# Data Science Algorithms: SVM

18 Sep
18Sep

## What is Support Vector Machine?

“Support Vector Machine” (SVM) is a supervised machine learning algorithm which can be used for both classification or regression challenges. However,  it is mostly used in classification problems. In this algorithm, we plot each data item as a point in n-dimensional space (where n is number of features you have) with the value of each feature being the value of a particular coordinate. Then, we perform classification by finding the hyper-plane that differentiate the two classes very well (look at the below snapshot). Support Vectors are simply the co-ordinates of individual observation.
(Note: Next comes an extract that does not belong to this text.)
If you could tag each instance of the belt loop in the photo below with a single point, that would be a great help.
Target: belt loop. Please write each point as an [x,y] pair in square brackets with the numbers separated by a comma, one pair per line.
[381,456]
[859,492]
Support Vector Machine is a frontier which best segregates the two classes (hyper-plane/ line).

What is Support Vector Machine?

An SVM model is a representation of the examples as points in space, mapped so that the examples of the separate categories are divided by a clear gap that is as wide as possible.
In addition to performing linear classification, SVMs can efficiently perform a non-linear classification, implicitly mapping their inputs into high-dimensional feature spaces.

What does SVM do?

Given a set of training examples, each marked as belonging to one or the other of two categories, an SVM training algorithm builds a model that assigns new examples to one category or the other, making it a non-probabilistic binary linear classifier.

## Pros and Cons associated with SVM

• Pros:
• It works really well with clear margin of separation
• It is effective in high dimensional spaces.
• It is effective in cases where number of dimensions is greater than the number of samples.
• It uses a subset of training points in the decision function (called support vectors), so it is also memory efficient.
• Cons:
• It doesn’t perform well, when we have large data set because the required training time is higher
• It also doesn’t perform very well, when the data set has more noise i.e. target classes are overlapping
• SVM doesn’t directly provide probability estimates, these are calculated using an expensive five-fold cross-validation. It is related SVC method of Python scikit-learn library.Read more

## Support Vector Machine vs Logistic Regression

• SVM try to maximize the margin between the closest support vectors while LR the posterior class probability. Thus, SVM find a solution which is as fare as possible for the two categories while LR has not this property.